Psychanalytiquement, on pourrait se dire, dans une lecture rapide, que tous les super-héros sont déviants : Superman ne peut exister en tant que tel, il doit assumer une personnalité publique, un autre que lui-même – j'ai nommé "Clark Kent". Dédoublement de personnalité ? Superman serait-il double, devrait-il être un autre que lui-même ? Eh bien, non. En effet, et à y regarder de plus près, il s'avère que Superman n'est pas double, mais UN : il n'y a qu'une personne, qu'un individu, qu'un caractère. Superman exprime son être profond quand il revêt son costume – certes un peu ridicule à l'aune des critères esthétiques de ses contemporains -, mais il a besoin de Clark Kent pour ce faire. C'est plus précisément une des vérités de ce comics : Superman ne doit pas se cacher pour être Superman, mais il doit se "masquer" lorsqu'il n'exprime pas son "moi" profond, il doit se "masquer" pour que les humains l'entourant ne prennent pas peur, ne soient pas systématiquement confrontés à la vérité de son être – insupportable pour les individus lambdas, car remettant en question les apparences avec lesquelles ils se parent jour après jour. 

Je m'explique. Au vu de son costume de cirque, Superman semble être un homme "masqué" ; or, c'est bien l'inverse qui se passe : c'est Kent qui est le "masque" alors que le personnage bigarré, c'est la vérité de l'être. La conclusion est évidente, le message clair : dans notre vie de tous les jours, nous avons tendance à nous grimer, c'est-à-dire à n'exprimer qu'une partie de notre être – avec nos collègues, nos proches, nos conjoints, nos enfants, nos parents… Nous ne montrons qu'une partie de nous-mêmes, nous nous "fonctionnalisons" relativement à ce qui nous semble juste, à ce qui nous permet de remplir nos objectifs, à ce qui peut être entendu par autrui. Nous sommes des Clark Kent. Or, Clark Kent n'est qu'un masque : où est notre Superman ? Où est la vérité de notre être ? Quand la vivons-nous ? Sûrement peu souvent : la vérité de l'être, tout comme dans les comic books, est difficile à accepter, elle est difficile à contempler frontalement : Superman est un être solaire, sa simple présence dérange, non pas tant parce qu'il est un extraterrestre mais parce qu'il laisse justement exprimer sa vérité, sans tabous. Alors… vous me comprenez ? Le "Je est un Autre" de Rimbaud peut être lu, grâce à Superman – Terre Un, un peu autrement : le "Je" doit se faire autre, le "Je" doit se grimer, le "Je" doit prendre les traits de Clark Kent, pour que ce "Je" puisse, lorsqu'il est pris pour un "autre", révéler toute sa richesse et sa force. Pour le dire plus simplement : Superman ("Je") doit se grimer (en "Clark Kent", l'"autre") pour avoir la chance, par contraste, d'exprimer son moi profond.

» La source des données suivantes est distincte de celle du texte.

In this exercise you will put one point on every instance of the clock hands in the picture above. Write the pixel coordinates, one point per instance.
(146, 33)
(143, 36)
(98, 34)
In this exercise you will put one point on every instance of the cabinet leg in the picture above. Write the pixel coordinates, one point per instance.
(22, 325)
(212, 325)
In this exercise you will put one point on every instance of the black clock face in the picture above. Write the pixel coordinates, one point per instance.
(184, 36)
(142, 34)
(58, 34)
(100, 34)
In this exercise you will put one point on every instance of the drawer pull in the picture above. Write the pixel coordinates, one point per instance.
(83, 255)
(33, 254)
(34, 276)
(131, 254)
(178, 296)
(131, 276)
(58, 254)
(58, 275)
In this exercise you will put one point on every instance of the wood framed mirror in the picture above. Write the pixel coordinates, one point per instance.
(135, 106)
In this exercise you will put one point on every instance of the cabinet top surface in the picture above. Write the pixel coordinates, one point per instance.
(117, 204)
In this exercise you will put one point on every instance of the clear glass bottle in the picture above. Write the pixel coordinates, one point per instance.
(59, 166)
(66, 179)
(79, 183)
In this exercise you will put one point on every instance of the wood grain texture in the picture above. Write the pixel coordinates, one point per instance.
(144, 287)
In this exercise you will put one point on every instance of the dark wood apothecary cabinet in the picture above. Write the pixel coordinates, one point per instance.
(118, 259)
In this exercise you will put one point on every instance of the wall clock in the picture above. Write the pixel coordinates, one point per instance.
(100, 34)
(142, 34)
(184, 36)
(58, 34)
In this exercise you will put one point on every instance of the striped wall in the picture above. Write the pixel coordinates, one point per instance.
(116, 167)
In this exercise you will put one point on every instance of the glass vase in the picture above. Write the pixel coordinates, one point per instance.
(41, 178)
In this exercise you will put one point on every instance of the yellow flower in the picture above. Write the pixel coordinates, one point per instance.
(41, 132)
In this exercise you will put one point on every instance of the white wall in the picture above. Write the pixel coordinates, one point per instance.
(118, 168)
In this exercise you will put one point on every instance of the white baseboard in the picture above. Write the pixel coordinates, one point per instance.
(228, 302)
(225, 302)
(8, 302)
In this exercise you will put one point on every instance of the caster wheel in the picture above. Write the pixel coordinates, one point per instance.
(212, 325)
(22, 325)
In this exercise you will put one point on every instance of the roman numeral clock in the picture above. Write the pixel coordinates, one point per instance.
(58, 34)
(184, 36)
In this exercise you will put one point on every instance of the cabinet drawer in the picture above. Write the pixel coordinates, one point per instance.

La plupart des concitoyens de Metropolis banniraient Clark Kent s'ils savaient qu'il était Superman : ils ne le supporteraient pas. Autrement dit, l'idéologie romantique – ou, plus proche de nous, l'idéologie de la téléréalité – qui nous somme d'être toujours nous-mêmes, dans toutes circonstances et dans toutes situations, est une aberration psychologique, mais surtout la meilleure manière de ne pas pouvoir exprimer, dans des moments précis et avec des personnes choisies, qui nous sommes, dans la vérité de nos êtres.

Oui, la vérité éblouit et on ne peut pas toujours la supporter – comme les habitants de Metropolis ont de la peine à accepter Superman, puisque ce dernier leur renvoie, par son existence même, leur propre nature d'individus grimés. Mais, heureusement, les êtres humains – même s'ils sont peu dans le comic book – sont parfois capables de percer le grimage, de vouloir aller au-delà du masque… Alors, si Superman peut nous dire quelque chose aujourd'hui, c'est peut-être ceci : chaque humain est un masque ("persona") et, en même temps, il est un "Superman". Mais il reste UN, unique, singulier, original. A nous de savoir si l'on veut se contenter des masques ou si l'on désire être émerveillés par la lumière de l'être. Et, pour finir, ce que je nous souhaite à tous, pour reprendre en les travestissant les mots de Saint-Exupéry, c'est de ne pas "assassiner nos Supermans".

Marc Atallah

Marc Atallah est le Directeur de la Maison d'Ailleurs, musée de la science-fiction, de l'utopie et des voyages extraordinaires à Yverdon-les-Bains, et Maître d'enseignement et de recherche à l'Université de Lausanne. Il vient ici nous parler des frontières de plus en plus floues entre science et fiction.